I am writing my master thesis on the topic of datafication and algorithmic transparency and governance. Relying on an empirical research of my datafied self, I will use this as a background to raise and investigate these issues: why we need algorithmic transparency and governance of algorithms, what are the current debates, and how it can be done given algorithms and platforms’ specific nature.
The investigation of my datafied self, how I am being datafied by platforms through their datafication practices, apps and search engines will be done on the one hand, by using automated tools, and on the other, by self-observation. Adopting a technographic approach, I will additionally look into the discrepancy between my algorithmic identity and the database of intention prescribed to me by algorithms, and my sense of individual identity at this point in time. My data selfie vs my real me.

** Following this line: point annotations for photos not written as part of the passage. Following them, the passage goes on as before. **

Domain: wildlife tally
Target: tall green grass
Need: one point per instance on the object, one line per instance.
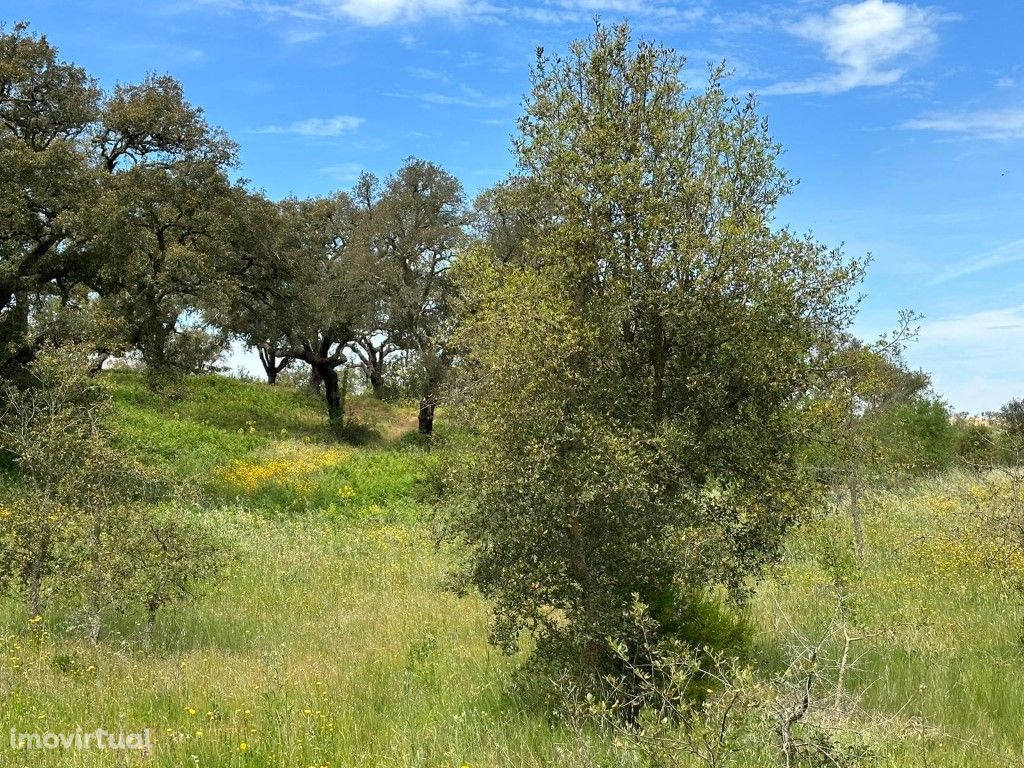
(331, 640)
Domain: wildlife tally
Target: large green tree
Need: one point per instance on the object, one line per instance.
(637, 365)
(410, 228)
(160, 223)
(47, 110)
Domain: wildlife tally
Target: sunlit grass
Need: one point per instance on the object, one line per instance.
(332, 641)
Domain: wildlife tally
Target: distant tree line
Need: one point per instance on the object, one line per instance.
(122, 229)
(655, 381)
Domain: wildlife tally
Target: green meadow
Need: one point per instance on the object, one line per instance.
(331, 639)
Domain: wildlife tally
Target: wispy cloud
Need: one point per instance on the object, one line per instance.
(321, 127)
(1006, 254)
(573, 11)
(988, 344)
(346, 173)
(869, 42)
(375, 12)
(984, 328)
(1000, 125)
(465, 96)
(366, 12)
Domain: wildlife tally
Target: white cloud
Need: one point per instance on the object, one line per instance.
(316, 126)
(465, 97)
(574, 11)
(991, 124)
(366, 12)
(1006, 254)
(375, 12)
(346, 173)
(976, 359)
(869, 42)
(979, 330)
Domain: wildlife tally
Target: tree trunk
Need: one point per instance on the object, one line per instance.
(36, 570)
(271, 366)
(332, 392)
(860, 548)
(95, 599)
(377, 382)
(315, 381)
(426, 419)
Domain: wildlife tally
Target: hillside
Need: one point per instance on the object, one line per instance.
(331, 641)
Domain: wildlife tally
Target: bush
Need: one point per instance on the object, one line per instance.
(83, 531)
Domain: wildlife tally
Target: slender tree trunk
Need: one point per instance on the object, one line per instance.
(315, 381)
(95, 597)
(332, 392)
(377, 382)
(35, 576)
(271, 366)
(859, 546)
(426, 419)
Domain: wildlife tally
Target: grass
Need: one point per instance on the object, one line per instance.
(331, 641)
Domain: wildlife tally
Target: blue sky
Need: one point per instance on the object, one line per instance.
(904, 123)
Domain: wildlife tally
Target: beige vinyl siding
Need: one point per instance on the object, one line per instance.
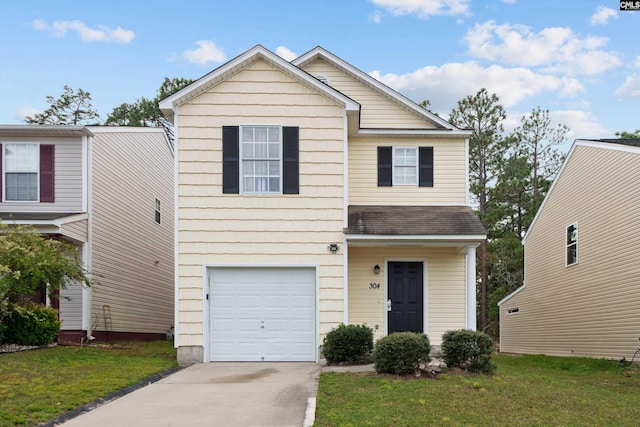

As we spend majority of our online time on our smartphones, switching from app to app, I was interested to find out who has access to our apps’ data, what kind of data these actors have access to, what kind of data they gather and are interested in, and who else is being granted access to the particular app’s data.
So I started the first phase of looking into who tracks me through the apps that I have installed on my phone and what kind of permissions each apps asks for. This will enable me to investigate who is collecting what kind of data on me (not just the apps, but the companies behind the apps), with whom is it shared (third-party access), and through a look at the “permissions” – to assess the access these apps have to (what kind of data and metadata).
As this is just the first step, what needs to be further done is to investigate the trackers by category, as that will give additional insights into the scope of access to data and kinds of data (just think of analytics, for example).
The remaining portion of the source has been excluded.